Configure Login Authentication Mode

Before you begin

Only admin users can perform this procedure.
The TACACS+ host must be configured on the 9920 device.

About this task

Perform this procedure to configure TACACS+ as the primary source of authentication and the local-auth-fallback as the secondary source. For additional information, see TACACS+ Configuration.

Procedure

Enter the Config mode.
```
device(config)# 
```
Configure the login authentication mode.
```
device# configure terminal
device(config)# aaa authentication login tacacs+ local-auth-fallback
device(config)# aaa accounting all default start-stop tacacs+
device(config)# tacacs-server host 1.2.3.4
device(config-tacacs-config)# plain-key testing123
```
For more information on the aaa authentication command, see Extreme 9920 Software Command Reference, 21.2.1.0 .

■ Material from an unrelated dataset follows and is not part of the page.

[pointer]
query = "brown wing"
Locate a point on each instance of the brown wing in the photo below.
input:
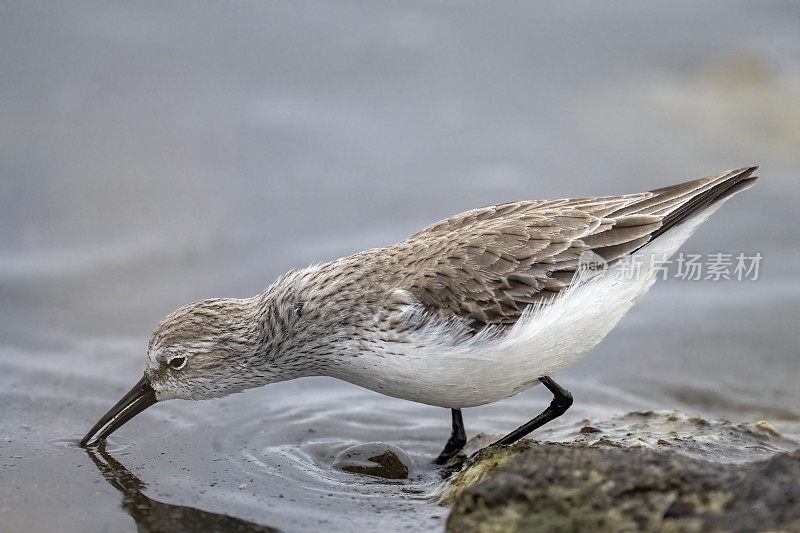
(488, 264)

Authentication is attempted first with the TACACS+ server. If that fails, authentication is attempted with the local database.

View the configuration.

device(config-tacacs-config)# do show run
username testuser2 role user password $6$salt$cevuzTZ/QBjzuZG0/ebEeedmcTnhyM8ITUu8K032Cp2XvIibq7voqYagm18bwpLBqrg/l/l6YxTmKKibJz5r10
tacacs-server host 1.2.3.4
  encrypted-key QjQkJLQUF3ncI1ooQCOaoEsBn5epVI3GsQwFD6i_BW
aaa authentication login tacacs+ local-auth-fallback
aaa accounting commands default start-stop tacacs+
interface ethernet 1/2
  shutdown
interface ethernet 2/2
  shutdown

Log into the device using an account with TACACS+-only credentials to verify if the login authentication mode is configured.